Using FSDP
This branch is my attempt to try to squeeze the largest size model I can with BlockSparse vs standard dot product Attention + FSDP with optimal training from scratch throughput. In this paper they mention a 147 TFLOP/s per GPU performance using an A100, so hoping to see something similar (albeit no Tensor Parallelism here).
Currently, I'm assuming the wrapping of each transformer encoder block, however, I'm hoping to get some advice on parameters/setup for optimum throughput!
cc @zhaojuanmao who may be able to help!
Will need to use this fix: https://github.com/PyTorchLightning/pytorch-lightning/pull/12965
For native FSDP version, feel free to use "transformer_auto_wrap_policy" to wrap your model, also try the new mixedprecision config for bfloat16:)

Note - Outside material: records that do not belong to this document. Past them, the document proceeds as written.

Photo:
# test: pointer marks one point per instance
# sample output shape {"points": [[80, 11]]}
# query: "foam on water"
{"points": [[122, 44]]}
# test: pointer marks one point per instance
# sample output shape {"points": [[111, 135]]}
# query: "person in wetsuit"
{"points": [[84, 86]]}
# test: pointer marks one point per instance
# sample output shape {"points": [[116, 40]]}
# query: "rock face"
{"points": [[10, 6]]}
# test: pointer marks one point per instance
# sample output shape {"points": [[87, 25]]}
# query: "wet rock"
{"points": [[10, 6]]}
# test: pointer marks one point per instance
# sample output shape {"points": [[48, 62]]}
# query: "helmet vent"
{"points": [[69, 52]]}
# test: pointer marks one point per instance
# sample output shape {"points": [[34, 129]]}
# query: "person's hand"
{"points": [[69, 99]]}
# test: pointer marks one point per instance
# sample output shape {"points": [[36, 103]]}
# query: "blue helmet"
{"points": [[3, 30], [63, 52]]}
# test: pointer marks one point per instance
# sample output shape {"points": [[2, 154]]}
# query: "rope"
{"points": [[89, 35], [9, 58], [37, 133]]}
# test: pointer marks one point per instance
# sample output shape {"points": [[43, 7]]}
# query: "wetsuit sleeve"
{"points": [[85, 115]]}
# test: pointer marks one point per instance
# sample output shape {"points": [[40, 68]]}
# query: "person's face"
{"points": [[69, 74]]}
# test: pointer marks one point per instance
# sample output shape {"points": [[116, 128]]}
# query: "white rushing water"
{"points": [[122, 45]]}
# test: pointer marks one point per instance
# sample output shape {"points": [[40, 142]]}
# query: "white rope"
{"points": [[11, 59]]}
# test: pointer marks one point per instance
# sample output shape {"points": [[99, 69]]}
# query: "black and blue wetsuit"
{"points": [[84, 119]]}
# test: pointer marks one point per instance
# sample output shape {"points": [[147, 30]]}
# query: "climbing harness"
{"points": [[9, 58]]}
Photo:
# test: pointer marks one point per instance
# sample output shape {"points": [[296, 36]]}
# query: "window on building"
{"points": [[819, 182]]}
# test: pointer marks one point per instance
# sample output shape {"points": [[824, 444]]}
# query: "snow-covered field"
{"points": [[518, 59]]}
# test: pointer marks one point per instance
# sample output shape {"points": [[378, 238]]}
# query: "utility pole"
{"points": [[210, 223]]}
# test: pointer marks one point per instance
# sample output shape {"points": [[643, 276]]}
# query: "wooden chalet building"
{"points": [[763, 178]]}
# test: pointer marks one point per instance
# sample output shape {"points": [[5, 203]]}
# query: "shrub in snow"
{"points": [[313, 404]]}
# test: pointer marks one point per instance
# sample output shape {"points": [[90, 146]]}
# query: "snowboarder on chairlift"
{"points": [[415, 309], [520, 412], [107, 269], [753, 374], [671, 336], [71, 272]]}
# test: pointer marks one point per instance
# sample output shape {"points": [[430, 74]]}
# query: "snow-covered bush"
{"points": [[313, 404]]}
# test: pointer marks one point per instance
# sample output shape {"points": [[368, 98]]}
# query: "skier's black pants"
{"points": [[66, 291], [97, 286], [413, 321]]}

While trying FSDP I'm seeing poor performance out of the box, not entirely sure what's causing it:
python train.py --devices 8 --n_embd 8192 --n_layer 14 --n_head 32
# Number of parameters: 11.29 Billion
Recorded values:
Estimates: 24.49TFLOPs Avg Iteration Time: 11.33s
Average Peak CUDA memory 31225.20 MiB
Average Peak Virtual memory 28.66 GiB
Average Peak Swap memory 0.00 Gib
Environment:
- 8 A100 GPUs Hyperplane
- PyTorch Version: 1.12.0.dev20220517+cu113
- PyTorch Lightning Version: https://github.com/PyTorchLightning/pytorch-lightning/pull/12985
- Triton: 2.0.0.dev20220505
- xFormers: 0.0.11.dev0
Any ideas of what to tweak to improve the estimated flop performance @zhaojuanmao?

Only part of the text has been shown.